Turk J Haematol. 2017 Aug 2;34(3):258-263. doi: 10.4274/tjh.2016.0427. Epub 2017 Jan 25.
β-Thalassemia is the most common inherited disorder in Azerbaijan. The aim of our study was to reveal genotype-to-phenotype correlations of the most common β-thalassemia mutations in an Azerbaijani population. Patients with codon 8 (-AA), IVS-I-6 (T>C), and IVS-II-1 (G>A) mutations, which are reportedly the most common β-globin gene mutations among the local population, were tested for hematologic parameters. Fifty-five previously tested patients with known genotypes were included in the study. Hematologic indices and hemoglobin fractions were tested in order to reveal the phenotypic manifestation of the mutations. The results obtained indicate that clinical presentation varies between different β-globin gene mutations: individuals with IVS-I-6 (T>C) mutations showed milder presentation than those with codon 8 (-AA) and IVS-II-1 (G>A), which is associated with the molecular basis of the mutations. These data can be of assistance to predict clinical presentation and select the best possible therapeutic approach via early genotype identification.

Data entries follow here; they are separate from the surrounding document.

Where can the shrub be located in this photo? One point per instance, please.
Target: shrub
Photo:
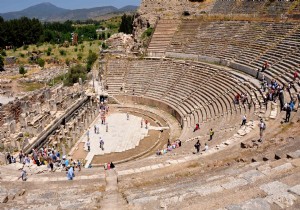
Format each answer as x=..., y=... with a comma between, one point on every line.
x=3, y=53
x=22, y=70
x=41, y=62
x=62, y=52
x=74, y=74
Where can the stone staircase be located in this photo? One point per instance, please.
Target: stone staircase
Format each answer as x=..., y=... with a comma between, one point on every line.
x=52, y=190
x=260, y=184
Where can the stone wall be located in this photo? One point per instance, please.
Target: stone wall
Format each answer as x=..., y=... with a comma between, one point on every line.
x=152, y=10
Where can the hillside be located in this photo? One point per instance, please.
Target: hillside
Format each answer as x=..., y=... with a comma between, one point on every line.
x=50, y=12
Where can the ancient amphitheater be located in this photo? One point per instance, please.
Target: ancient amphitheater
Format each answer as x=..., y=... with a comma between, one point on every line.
x=201, y=55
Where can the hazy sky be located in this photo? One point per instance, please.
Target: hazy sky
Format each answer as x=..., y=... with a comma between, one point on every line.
x=16, y=5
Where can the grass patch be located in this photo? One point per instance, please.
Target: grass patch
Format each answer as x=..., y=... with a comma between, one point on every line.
x=59, y=53
x=32, y=86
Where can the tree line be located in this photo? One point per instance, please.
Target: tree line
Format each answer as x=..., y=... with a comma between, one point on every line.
x=25, y=31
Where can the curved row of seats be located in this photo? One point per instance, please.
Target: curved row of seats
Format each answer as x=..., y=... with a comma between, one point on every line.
x=268, y=8
x=246, y=43
x=200, y=93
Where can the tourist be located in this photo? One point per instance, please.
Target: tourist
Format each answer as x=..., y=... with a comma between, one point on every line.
x=179, y=142
x=79, y=165
x=70, y=173
x=288, y=114
x=57, y=155
x=265, y=66
x=101, y=143
x=158, y=152
x=112, y=165
x=23, y=175
x=27, y=160
x=211, y=133
x=257, y=73
x=88, y=144
x=197, y=146
x=21, y=156
x=51, y=165
x=88, y=134
x=296, y=75
x=197, y=127
x=281, y=98
x=262, y=127
x=244, y=120
x=292, y=105
x=66, y=162
x=205, y=147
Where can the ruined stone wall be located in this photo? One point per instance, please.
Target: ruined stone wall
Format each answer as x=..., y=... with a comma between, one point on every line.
x=152, y=10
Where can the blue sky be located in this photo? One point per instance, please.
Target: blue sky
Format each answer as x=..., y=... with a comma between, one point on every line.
x=16, y=5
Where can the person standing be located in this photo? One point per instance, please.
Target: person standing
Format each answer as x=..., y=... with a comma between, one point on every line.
x=288, y=113
x=244, y=120
x=197, y=146
x=88, y=144
x=88, y=134
x=211, y=133
x=262, y=127
x=70, y=173
x=79, y=165
x=23, y=175
x=101, y=143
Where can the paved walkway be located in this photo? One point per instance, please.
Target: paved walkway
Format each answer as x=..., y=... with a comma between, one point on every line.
x=122, y=135
x=112, y=199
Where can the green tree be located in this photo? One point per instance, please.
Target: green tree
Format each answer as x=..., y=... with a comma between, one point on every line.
x=41, y=62
x=126, y=24
x=91, y=59
x=1, y=63
x=22, y=70
x=74, y=74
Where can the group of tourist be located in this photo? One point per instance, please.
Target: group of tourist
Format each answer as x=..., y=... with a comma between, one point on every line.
x=170, y=147
x=274, y=91
x=242, y=98
x=103, y=111
x=45, y=156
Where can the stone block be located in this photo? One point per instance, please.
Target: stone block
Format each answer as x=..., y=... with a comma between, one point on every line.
x=284, y=200
x=252, y=175
x=234, y=183
x=294, y=155
x=3, y=195
x=274, y=188
x=206, y=190
x=295, y=190
x=257, y=204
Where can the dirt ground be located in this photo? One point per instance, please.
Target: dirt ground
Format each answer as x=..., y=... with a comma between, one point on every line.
x=137, y=152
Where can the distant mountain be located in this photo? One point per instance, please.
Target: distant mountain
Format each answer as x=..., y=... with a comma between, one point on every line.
x=50, y=12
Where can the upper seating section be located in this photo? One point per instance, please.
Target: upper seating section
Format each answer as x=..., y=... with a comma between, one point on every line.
x=160, y=40
x=198, y=92
x=245, y=43
x=263, y=8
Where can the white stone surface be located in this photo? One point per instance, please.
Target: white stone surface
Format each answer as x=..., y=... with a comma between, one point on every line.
x=122, y=135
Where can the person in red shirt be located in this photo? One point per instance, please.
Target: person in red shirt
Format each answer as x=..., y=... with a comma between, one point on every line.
x=296, y=75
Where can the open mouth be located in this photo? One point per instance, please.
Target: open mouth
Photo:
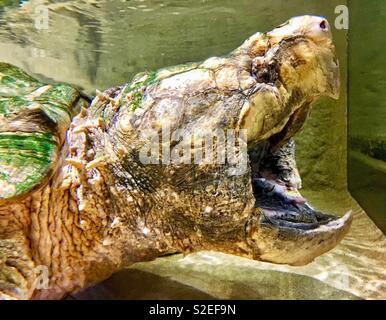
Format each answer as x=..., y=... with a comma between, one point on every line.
x=285, y=208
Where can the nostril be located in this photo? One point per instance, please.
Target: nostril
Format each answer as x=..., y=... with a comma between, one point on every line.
x=323, y=25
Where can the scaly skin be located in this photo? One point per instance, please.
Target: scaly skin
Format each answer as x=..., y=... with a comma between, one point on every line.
x=104, y=208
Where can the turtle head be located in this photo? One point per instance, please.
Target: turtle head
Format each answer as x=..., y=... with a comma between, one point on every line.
x=292, y=65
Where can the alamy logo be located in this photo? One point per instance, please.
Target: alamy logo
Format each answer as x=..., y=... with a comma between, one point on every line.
x=199, y=147
x=341, y=21
x=42, y=277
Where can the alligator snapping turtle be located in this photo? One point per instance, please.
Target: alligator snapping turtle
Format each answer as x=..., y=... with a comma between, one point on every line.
x=78, y=200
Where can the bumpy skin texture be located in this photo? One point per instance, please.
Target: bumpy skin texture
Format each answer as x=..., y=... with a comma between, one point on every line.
x=104, y=208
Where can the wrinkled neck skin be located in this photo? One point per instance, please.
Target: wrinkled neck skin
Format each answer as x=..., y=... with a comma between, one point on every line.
x=97, y=215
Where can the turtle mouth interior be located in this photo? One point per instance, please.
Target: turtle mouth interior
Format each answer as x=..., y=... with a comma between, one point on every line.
x=283, y=208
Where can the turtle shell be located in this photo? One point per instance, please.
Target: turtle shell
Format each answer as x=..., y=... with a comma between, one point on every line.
x=34, y=118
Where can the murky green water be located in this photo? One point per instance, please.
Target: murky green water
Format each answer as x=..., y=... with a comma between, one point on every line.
x=367, y=108
x=98, y=44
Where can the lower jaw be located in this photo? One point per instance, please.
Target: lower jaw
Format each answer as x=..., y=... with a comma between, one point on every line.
x=291, y=232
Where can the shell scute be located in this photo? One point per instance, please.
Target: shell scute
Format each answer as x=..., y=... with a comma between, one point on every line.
x=34, y=118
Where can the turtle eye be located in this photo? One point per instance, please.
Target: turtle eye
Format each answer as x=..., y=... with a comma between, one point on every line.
x=264, y=72
x=323, y=25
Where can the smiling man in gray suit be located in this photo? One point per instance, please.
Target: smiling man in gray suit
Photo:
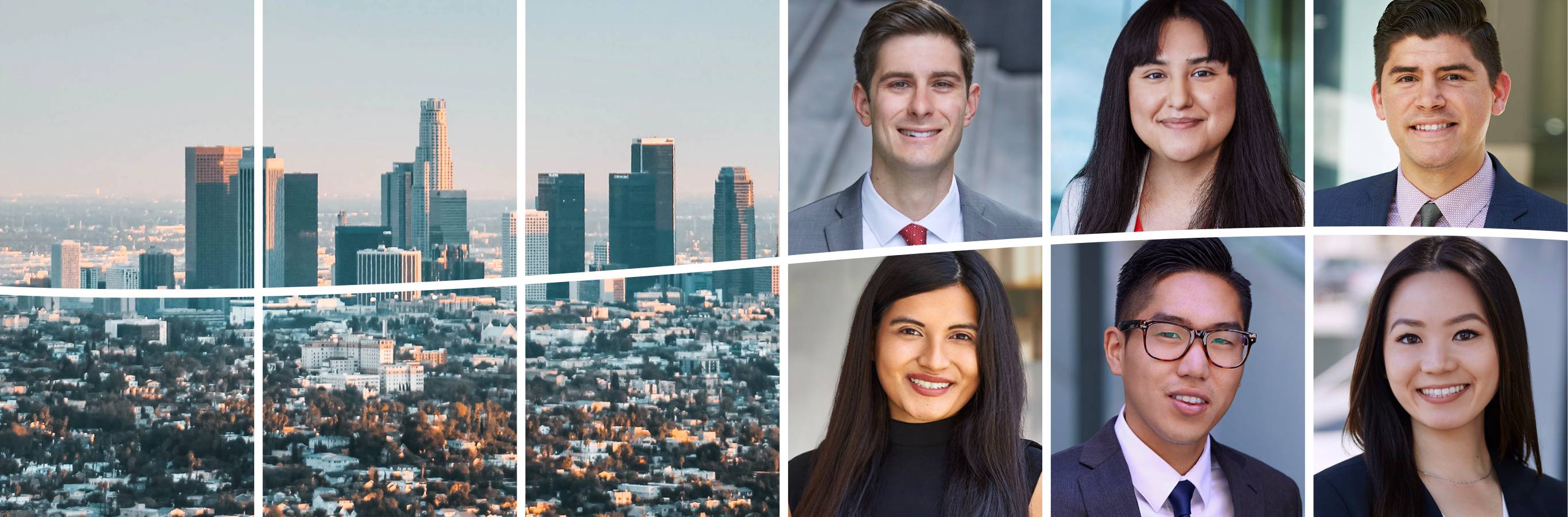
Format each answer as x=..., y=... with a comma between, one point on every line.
x=1179, y=345
x=915, y=88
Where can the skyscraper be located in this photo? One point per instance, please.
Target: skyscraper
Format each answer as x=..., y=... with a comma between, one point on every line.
x=157, y=269
x=449, y=213
x=509, y=253
x=537, y=242
x=65, y=264
x=298, y=229
x=632, y=234
x=389, y=266
x=397, y=187
x=562, y=195
x=734, y=230
x=347, y=241
x=211, y=217
x=410, y=192
x=658, y=157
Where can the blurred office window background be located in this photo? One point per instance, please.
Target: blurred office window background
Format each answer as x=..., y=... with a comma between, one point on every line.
x=1264, y=420
x=1348, y=269
x=1350, y=142
x=1081, y=40
x=999, y=156
x=821, y=308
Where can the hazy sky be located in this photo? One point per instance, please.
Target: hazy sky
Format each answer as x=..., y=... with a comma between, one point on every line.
x=604, y=73
x=107, y=95
x=344, y=79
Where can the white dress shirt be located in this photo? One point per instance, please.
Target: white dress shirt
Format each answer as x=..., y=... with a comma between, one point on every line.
x=882, y=223
x=1155, y=480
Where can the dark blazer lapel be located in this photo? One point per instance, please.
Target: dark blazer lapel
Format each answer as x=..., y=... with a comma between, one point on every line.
x=976, y=225
x=1245, y=496
x=1509, y=199
x=1108, y=488
x=845, y=233
x=1380, y=195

β地中海贫血是阿塞拜疆最常见的遗传性疾病。我们研究的目的是揭示阿塞拜疆人群中最常见的β地中海贫血突变的基因型与表型的相关性。对据报道在当地人群中最常见的β珠蛋白基因突变——密码子8(-AA)、IVS-I-6(T>C)和IVS-II-1(G>A)突变的患者进行了血液学参数检测。55名先前已检测出已知基因型的患者被纳入研究。检测血液学指标和血红蛋白组分以揭示突变的表型表现。获得的结果表明,不同的β珠蛋白基因突变之间临床表现存在差异:IVS-I-6(T>C)突变的个体表现比密码子8(-AA)和IVS-II-1(G>A)突变的个体更轻,这与突变的分子基础有关。这些数据有助于通过早期基因型鉴定预测临床表现并选择最佳治疗方法。